Creating API services using NodeJS provides the infrastructure to develop it faster while providing the capabilities to handle concurrent connections and high-speed response time.
Dynamic Language, such as Javascript, provided us the abstraction we need to program an API services that structured properly, easy to maintain, and use.
As any languages, Javascript has good and bad parts. Proper bootstrapping and standards should be designed and acknowledged by all the developers involved in the projects. This document is a short of a guide on how to develop an RESTful API using NodeJS.
Often times, the backend systems of records are often complex to expose and coupled with legacy technologies that is not easy to integrate with well known protocols such as HTTP(S). To expose it to the developers, there is a need to hide these complexities to ensure better adaptation and usage.
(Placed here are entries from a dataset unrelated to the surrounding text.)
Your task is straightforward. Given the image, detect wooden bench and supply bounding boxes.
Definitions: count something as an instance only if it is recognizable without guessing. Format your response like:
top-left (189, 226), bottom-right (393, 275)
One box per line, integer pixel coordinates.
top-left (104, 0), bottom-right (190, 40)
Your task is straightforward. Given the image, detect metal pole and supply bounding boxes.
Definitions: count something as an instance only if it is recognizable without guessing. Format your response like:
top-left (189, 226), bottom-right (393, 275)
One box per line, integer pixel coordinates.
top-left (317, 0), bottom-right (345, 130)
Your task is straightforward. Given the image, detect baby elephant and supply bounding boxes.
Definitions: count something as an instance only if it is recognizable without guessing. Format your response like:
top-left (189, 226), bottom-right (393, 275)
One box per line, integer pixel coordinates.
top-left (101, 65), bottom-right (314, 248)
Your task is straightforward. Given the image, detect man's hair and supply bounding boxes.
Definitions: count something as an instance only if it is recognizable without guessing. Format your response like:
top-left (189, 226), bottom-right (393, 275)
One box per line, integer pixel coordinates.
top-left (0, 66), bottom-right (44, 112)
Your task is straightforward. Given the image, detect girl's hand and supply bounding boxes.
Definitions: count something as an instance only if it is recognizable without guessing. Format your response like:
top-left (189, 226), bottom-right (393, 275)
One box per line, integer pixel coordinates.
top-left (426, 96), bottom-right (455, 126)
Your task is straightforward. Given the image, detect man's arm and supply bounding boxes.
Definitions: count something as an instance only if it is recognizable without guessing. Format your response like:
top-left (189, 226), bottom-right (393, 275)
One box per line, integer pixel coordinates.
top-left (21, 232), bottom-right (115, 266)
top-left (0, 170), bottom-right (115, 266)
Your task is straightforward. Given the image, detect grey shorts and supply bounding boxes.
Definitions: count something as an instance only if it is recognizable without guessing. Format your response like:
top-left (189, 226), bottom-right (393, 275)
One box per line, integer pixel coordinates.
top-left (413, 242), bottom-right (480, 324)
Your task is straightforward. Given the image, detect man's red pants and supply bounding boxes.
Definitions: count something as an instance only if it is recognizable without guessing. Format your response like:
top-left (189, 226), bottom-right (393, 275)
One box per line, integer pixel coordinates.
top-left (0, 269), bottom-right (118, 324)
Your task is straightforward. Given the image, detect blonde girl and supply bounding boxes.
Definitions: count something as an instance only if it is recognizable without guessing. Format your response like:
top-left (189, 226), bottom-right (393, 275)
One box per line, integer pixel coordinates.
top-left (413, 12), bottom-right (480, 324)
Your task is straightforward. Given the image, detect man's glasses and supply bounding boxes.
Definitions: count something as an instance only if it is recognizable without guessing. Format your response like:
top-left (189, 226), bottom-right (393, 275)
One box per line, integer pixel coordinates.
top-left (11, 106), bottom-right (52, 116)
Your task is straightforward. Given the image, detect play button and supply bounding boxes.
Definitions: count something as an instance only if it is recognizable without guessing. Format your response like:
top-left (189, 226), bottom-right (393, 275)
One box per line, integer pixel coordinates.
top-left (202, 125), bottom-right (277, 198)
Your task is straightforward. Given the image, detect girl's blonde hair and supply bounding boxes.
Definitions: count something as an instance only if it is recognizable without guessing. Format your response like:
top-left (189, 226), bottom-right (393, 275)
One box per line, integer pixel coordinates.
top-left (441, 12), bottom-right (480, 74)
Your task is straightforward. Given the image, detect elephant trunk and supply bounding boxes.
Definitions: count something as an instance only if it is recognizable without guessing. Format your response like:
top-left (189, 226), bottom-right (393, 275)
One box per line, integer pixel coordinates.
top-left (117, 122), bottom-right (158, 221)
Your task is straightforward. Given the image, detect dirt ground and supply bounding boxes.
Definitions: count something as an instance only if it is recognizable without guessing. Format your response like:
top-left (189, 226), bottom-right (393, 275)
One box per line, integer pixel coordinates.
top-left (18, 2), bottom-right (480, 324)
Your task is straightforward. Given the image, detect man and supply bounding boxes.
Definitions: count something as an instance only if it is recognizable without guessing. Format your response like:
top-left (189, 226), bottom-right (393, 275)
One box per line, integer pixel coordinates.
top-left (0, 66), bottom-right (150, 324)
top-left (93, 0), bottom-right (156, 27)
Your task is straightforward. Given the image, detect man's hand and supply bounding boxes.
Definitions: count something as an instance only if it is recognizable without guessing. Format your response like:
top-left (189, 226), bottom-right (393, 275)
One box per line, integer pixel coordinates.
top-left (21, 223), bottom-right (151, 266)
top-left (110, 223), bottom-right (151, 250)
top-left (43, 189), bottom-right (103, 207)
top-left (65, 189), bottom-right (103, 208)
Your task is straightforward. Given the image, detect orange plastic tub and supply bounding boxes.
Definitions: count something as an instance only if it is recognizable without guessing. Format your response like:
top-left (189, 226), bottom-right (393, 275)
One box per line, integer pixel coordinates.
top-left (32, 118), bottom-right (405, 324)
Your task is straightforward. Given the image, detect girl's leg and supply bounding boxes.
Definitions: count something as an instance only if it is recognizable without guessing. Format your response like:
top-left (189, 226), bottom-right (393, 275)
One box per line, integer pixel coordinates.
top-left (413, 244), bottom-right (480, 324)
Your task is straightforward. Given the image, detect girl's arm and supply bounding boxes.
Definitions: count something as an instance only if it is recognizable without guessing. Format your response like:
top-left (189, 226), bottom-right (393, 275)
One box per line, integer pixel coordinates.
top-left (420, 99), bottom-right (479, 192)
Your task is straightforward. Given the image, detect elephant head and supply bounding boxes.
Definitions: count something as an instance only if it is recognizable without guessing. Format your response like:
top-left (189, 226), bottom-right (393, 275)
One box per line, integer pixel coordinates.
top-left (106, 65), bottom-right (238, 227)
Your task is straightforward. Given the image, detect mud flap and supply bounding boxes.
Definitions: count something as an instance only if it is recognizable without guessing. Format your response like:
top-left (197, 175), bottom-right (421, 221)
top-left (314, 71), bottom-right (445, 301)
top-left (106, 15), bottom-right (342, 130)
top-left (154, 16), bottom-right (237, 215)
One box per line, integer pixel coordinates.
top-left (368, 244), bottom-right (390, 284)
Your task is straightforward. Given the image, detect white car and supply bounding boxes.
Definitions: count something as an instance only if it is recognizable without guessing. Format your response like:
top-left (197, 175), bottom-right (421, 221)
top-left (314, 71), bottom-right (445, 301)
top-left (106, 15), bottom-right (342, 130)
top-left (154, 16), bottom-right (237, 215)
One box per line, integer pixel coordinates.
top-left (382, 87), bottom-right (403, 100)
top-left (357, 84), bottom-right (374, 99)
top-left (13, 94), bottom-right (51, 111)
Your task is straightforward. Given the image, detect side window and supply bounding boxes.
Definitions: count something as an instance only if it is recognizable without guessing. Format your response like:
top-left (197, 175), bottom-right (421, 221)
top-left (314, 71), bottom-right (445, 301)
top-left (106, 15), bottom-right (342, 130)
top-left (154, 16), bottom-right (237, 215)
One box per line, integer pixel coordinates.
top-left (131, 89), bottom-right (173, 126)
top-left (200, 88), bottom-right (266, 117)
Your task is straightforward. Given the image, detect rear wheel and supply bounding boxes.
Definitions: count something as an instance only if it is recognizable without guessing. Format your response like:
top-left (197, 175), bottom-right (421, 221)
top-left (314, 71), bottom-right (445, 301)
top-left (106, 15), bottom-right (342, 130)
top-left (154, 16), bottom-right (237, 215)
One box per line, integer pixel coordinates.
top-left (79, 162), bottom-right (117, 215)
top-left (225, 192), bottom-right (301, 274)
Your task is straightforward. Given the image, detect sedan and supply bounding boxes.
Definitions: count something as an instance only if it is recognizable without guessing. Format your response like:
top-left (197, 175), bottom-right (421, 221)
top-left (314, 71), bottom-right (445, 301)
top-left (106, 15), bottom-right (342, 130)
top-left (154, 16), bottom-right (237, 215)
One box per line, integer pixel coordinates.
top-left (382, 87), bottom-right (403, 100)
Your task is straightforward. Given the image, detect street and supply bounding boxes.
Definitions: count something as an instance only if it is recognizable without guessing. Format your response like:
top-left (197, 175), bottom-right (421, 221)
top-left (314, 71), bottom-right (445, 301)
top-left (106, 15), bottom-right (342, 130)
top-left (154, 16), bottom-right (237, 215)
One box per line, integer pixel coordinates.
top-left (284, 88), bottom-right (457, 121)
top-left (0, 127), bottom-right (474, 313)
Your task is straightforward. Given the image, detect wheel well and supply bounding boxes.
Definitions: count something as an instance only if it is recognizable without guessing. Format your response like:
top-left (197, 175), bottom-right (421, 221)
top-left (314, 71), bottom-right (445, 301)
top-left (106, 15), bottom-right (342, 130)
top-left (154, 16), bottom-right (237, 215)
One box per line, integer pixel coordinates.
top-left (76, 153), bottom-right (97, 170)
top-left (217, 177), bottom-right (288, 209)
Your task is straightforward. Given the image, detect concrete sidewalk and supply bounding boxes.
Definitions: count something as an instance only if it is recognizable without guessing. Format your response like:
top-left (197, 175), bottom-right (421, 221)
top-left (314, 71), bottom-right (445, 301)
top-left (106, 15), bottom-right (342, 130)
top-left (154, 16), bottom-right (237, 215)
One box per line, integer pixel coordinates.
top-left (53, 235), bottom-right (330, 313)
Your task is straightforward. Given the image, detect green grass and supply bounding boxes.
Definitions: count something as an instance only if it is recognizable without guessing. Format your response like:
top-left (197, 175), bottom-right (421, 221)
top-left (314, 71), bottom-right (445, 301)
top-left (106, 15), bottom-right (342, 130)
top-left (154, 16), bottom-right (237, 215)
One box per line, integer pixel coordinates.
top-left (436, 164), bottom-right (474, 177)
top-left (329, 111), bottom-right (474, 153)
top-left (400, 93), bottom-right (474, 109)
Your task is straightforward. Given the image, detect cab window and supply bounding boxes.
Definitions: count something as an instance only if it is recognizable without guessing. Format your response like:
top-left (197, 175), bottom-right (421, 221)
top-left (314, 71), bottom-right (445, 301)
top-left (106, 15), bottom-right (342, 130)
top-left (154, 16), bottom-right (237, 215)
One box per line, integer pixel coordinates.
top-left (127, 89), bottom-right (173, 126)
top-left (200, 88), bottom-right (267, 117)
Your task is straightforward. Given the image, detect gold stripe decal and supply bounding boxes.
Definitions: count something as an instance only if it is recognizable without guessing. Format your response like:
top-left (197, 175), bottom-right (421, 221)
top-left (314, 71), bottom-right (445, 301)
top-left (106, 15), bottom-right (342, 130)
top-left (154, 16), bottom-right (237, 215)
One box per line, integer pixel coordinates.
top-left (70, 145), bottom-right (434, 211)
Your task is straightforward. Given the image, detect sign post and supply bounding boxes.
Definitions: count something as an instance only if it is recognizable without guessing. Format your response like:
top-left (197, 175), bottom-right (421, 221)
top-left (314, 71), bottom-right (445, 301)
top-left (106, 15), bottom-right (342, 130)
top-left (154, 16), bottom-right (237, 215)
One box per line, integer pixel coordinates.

RESTFul API provide the avenue for developers to use the services easily. Design of the API is important, however, to overcome the burden of domain knowledge.
Our application follows a coding style for consistency and readability. These standards may not be everyone's preference, but we have agreed to use these standards
When possible, use JSHint to check for obvious errors (mixed spaces, missing semicolons, etc). Many editors and IDEs have integration with JSHint or JSLint, so use it!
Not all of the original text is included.